Le manque d’accès à des programmes de formation en santé en français dans la province constitue un obstacle important. Les étudiants francophones doivent souvent quitter l’Île pour poursuivre leurs études.
«Une fois qu’ils étudient dans une autre province, ils développent leur réseau là-bas et il devient plus difficile de les ramener dans leur province natale», poursuit Élise Arsenault.
Élise Arsenault, directrice du Réseau Santé en français ÎPÉ relève un manque d’accès à beaucoup de programmes de formation en français. (Photo : Courtoisie)
Pour favoriser le retour de ces étudiants, différentes pistes sont envisagées, notamment la réservation de places pour des étudiants de l’Île dans des institutions francophones, accompagnée d’ententes pour encourager leur retour après leurs études.
Le réseau mise aussi sur des initiatives de recrutement ciblées. Chaque année, une base de données d’étudiants francophones en santé est mise à jour afin d’aider les employeurs à repérer de futurs professionnels susceptibles de revenir travailler dans la province. L’an dernier, 67 étudiants ont été identifiés.

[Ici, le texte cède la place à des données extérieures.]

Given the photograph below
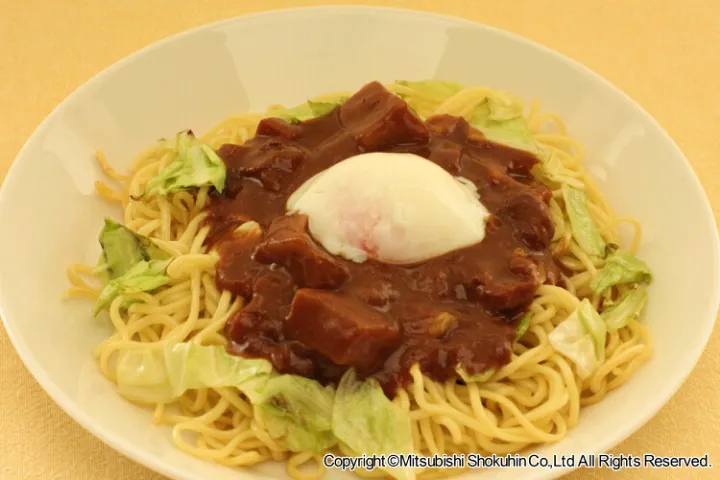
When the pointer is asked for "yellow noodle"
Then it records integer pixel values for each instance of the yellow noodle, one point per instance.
(533, 399)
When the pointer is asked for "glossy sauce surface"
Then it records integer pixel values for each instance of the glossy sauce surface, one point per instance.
(316, 315)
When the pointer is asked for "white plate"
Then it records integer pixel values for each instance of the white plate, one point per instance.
(50, 215)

Le réseau multiplie également les activités de sensibilisation dans les écoles afin d’encourager les jeunes francophones à envisager une carrière en santé.
Malgré ces efforts, les défis demeurent importants. Selon le rapport, près de 90 % des professionnels de la santé francophones au Canada se trouvent au Québec, ce qui laisse peu de ressources pour les communautés minoritaires ailleurs au pays.
Dans ce contexte, plusieurs intervenants estiment qu’il faudra miser à la fois sur la formation, l’immigration et la collaboration entre les provinces pour améliorer l’accès aux services de santé en français à l’ÎPÉ.